The news coming out about nuclear power can read merely like a series of isolated, unconnected events. But if you read the nuclear news often, as we do, patterns start to form.

A story from one part of the world is horribly similar to another from somewhere else. The nuclear industries around the world seem to have a shared behaviour that emerges when you take a step back. There’s the collective inability to get a nuclear reactor built on time or on budget. The same exploitation around uranium mines. Rigged public consultations. An infuriating inability to learn lessons. Separate but similar poisonings. It’s like being trapped in a time loop in some bad episode of Star Trek.

Then there’s the cover-up, deception and fraud. Workers at the UK’s Sellafield nuclear facility falsified safety records. Japan’s Tokyo Electric Power Company falsified safety records. Falsified records. Falsified records. Falsified records. Falsified records.

And this week? You got it: falsified records... 

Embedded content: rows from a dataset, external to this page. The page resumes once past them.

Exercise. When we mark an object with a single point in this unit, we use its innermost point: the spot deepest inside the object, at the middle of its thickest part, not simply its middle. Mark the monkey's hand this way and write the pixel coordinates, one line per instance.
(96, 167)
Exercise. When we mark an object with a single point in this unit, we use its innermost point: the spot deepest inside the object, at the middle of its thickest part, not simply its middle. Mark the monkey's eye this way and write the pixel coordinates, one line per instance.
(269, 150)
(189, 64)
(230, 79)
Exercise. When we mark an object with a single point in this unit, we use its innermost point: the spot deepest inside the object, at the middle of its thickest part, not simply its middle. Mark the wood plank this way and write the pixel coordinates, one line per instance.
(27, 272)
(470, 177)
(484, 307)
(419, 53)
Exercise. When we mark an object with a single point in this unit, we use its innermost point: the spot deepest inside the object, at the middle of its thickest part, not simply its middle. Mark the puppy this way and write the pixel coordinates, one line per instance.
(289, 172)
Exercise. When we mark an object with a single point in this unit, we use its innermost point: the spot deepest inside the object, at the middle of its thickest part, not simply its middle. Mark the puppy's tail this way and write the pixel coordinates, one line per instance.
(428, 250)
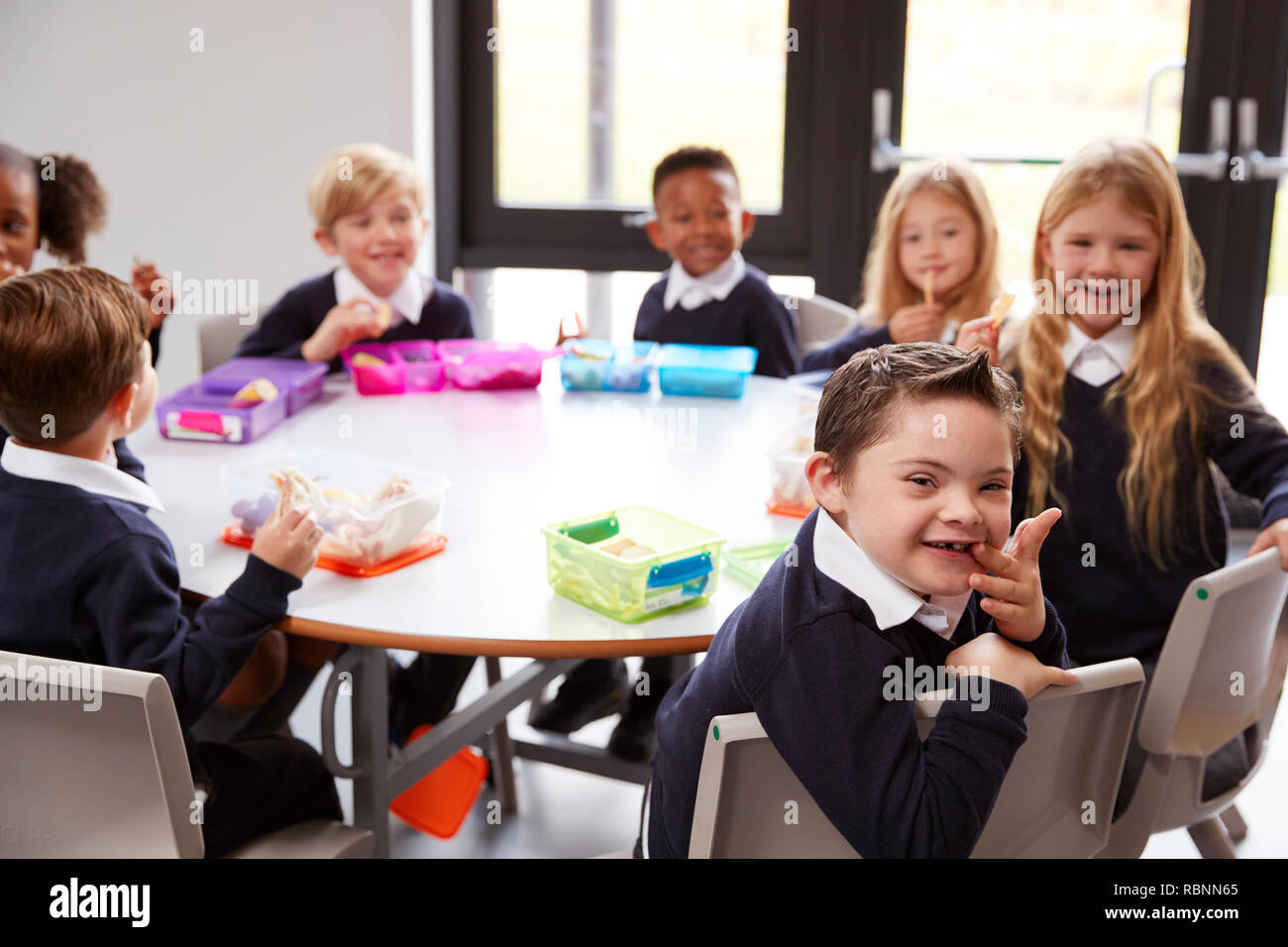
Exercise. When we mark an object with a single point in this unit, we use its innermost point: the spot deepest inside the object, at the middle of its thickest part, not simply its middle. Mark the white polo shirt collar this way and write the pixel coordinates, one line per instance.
(838, 557)
(91, 475)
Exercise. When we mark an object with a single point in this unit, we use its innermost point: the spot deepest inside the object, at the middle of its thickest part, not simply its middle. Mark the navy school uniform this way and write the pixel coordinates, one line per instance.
(805, 654)
(295, 317)
(89, 578)
(751, 315)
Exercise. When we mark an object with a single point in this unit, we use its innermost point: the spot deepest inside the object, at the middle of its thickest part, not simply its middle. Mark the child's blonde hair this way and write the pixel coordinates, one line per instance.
(1160, 389)
(352, 176)
(885, 287)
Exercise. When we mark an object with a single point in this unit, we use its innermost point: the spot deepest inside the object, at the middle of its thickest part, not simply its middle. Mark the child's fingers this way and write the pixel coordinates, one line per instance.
(993, 560)
(1028, 545)
(997, 586)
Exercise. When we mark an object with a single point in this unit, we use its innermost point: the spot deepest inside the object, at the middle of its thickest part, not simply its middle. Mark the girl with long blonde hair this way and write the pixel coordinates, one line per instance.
(1129, 397)
(934, 231)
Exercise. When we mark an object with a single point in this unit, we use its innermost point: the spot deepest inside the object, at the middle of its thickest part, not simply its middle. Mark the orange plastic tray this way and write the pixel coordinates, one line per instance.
(439, 802)
(417, 551)
(786, 510)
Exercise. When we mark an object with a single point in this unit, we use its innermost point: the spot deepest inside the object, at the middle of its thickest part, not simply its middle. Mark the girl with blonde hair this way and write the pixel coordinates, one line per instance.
(935, 240)
(1129, 397)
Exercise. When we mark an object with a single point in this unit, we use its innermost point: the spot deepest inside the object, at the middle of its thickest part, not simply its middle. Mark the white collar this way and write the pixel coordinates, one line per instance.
(407, 300)
(1112, 351)
(692, 291)
(838, 557)
(90, 475)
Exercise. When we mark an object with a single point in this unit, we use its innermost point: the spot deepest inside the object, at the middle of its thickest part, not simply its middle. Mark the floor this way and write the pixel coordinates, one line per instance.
(554, 802)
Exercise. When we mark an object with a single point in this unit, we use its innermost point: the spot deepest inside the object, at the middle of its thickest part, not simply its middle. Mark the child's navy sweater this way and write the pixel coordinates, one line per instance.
(89, 578)
(1122, 604)
(751, 315)
(295, 317)
(805, 655)
(833, 356)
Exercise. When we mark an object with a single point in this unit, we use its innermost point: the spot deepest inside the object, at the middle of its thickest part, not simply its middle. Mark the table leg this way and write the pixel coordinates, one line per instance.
(501, 748)
(372, 746)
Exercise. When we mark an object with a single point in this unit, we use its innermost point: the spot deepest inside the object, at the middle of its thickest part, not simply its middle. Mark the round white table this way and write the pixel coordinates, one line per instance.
(516, 462)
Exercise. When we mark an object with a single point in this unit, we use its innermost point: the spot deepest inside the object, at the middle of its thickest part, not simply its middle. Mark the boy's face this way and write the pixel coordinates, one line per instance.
(699, 219)
(943, 475)
(1095, 248)
(936, 236)
(18, 218)
(378, 241)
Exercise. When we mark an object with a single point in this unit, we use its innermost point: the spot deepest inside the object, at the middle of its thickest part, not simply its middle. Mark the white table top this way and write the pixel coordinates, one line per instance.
(516, 462)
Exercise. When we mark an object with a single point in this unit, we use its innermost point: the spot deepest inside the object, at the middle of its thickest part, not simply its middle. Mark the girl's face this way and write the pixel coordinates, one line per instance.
(1104, 257)
(18, 218)
(936, 236)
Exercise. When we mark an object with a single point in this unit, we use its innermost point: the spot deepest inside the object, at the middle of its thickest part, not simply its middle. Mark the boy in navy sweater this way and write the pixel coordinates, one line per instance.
(708, 296)
(369, 202)
(89, 578)
(915, 446)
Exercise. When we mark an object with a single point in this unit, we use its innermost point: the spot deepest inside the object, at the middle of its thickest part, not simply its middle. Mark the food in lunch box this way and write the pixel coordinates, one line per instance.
(359, 527)
(256, 392)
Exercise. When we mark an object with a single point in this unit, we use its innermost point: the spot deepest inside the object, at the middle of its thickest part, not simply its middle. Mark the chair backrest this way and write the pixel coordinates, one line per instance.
(218, 337)
(1056, 799)
(91, 764)
(1222, 672)
(819, 320)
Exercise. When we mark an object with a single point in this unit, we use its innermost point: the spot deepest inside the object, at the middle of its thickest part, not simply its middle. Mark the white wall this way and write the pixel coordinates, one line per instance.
(206, 157)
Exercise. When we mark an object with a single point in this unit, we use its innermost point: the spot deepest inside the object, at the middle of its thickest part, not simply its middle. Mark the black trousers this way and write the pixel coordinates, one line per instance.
(262, 784)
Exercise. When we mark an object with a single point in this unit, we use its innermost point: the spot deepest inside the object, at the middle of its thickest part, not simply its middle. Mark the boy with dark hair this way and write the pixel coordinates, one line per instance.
(89, 578)
(915, 447)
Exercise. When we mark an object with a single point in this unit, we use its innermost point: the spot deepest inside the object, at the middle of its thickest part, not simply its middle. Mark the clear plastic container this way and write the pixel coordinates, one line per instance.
(750, 562)
(593, 365)
(207, 410)
(480, 364)
(372, 510)
(715, 371)
(408, 368)
(632, 564)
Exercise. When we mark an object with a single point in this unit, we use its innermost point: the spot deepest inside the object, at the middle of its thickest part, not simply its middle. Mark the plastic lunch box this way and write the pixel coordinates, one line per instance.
(717, 371)
(205, 410)
(593, 365)
(682, 569)
(359, 535)
(408, 367)
(480, 364)
(750, 562)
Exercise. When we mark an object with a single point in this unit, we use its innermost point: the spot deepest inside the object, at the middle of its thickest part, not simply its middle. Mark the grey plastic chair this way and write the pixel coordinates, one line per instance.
(820, 320)
(1077, 741)
(1222, 672)
(97, 768)
(218, 337)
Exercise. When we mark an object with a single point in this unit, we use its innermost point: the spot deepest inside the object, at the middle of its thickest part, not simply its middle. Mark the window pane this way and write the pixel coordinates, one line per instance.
(1060, 73)
(702, 72)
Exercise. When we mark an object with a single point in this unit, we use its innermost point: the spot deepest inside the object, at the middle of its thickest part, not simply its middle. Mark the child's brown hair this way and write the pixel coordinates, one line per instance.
(69, 198)
(69, 339)
(863, 397)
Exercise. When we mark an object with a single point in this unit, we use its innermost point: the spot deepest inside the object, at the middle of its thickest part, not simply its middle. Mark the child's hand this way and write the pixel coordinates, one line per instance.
(155, 289)
(919, 322)
(1017, 589)
(1274, 535)
(979, 334)
(344, 325)
(288, 540)
(992, 656)
(579, 330)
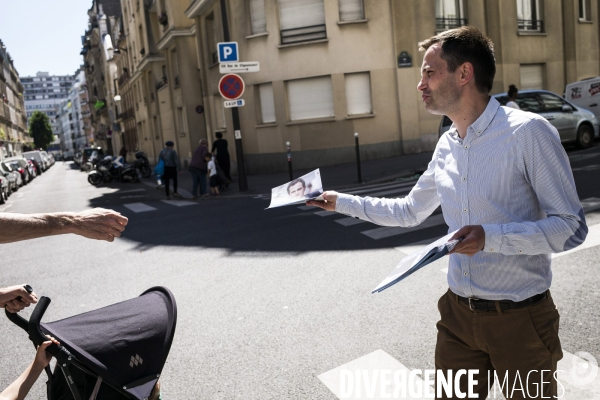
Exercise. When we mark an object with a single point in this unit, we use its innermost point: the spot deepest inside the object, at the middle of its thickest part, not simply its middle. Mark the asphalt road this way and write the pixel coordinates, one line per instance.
(268, 301)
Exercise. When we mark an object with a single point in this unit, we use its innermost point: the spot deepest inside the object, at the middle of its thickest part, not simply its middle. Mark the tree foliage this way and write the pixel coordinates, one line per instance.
(40, 130)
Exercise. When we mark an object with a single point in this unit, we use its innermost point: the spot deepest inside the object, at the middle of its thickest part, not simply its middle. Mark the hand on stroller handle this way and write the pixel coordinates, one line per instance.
(33, 327)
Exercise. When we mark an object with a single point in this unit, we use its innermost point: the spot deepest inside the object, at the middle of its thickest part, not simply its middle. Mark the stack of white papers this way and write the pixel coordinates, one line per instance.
(418, 260)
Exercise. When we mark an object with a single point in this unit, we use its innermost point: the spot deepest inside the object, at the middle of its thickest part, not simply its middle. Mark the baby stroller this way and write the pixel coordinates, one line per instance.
(113, 353)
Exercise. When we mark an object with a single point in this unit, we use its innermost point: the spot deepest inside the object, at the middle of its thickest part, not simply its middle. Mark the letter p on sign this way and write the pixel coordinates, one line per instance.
(228, 52)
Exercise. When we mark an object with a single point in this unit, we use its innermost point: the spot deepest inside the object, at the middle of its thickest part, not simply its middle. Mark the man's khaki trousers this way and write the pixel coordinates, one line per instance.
(520, 345)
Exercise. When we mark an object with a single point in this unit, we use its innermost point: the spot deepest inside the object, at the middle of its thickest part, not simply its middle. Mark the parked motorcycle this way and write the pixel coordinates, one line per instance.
(141, 163)
(107, 169)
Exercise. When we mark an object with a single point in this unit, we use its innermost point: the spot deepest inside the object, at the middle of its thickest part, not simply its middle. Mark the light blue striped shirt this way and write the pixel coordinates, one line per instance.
(512, 176)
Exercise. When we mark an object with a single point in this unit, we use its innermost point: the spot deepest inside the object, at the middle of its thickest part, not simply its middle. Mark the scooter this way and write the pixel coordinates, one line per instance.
(108, 169)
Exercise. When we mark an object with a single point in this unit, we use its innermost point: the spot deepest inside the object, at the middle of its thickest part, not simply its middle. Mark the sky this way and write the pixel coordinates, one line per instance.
(44, 35)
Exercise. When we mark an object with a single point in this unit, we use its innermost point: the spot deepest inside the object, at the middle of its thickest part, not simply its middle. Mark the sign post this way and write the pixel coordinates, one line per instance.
(239, 148)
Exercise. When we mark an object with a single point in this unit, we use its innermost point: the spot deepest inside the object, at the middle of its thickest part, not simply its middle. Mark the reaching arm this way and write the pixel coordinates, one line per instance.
(98, 223)
(546, 168)
(15, 298)
(408, 211)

Workers at BHP Billiton's Olympic Dam are being exposed to unsafe levels of radiation, according to a company whistleblower. BHP Billiton has been warned about the risks at Roxby Downs, but according to South Australian Upper House Greens MP Mark Parnell the company has failed to take action. Mr Parnell says the levels of polonium-210, the toxic by-product of uranium production, have breached health standards. The whistleblower produced documents that show BHP uses manipulated averages and distorted sampling to ensure the figures are below the maximum exposure levels set by government, he said.

At a time when you would think the nuclear industry would place a high premium on public trust, it’s caught yet again acting like small time gangsters and crooked accountants.

Imagine having a child repeating a cycle of this kind of behaviour – lies, deceit and stupidity. Would you tolerate it? No, you wouldn’t. So why tolerate it from the people responsible for mining uranium, building nuclear reactors, and disposing of nuclear waste? That’s three of the most dangerous activities on the planet. This is people’s lives we’re talking about here not to mention, with nuclear power’s much over-hyped and over-exaggerated ‘vital’ role in the fight against climate change, the very future of the planet.

Inevitably, this latest story will fit another depressing, horribly familiar pattern: it will be quickly forgotten and then repeated somewhere else. Karl Marx famously said ‘history repeats itself, first as tragedy, second as farce’. With the nuclear industry, sooner or later and not forgetting the Chernobyl disaster, it’s going to be the other way around.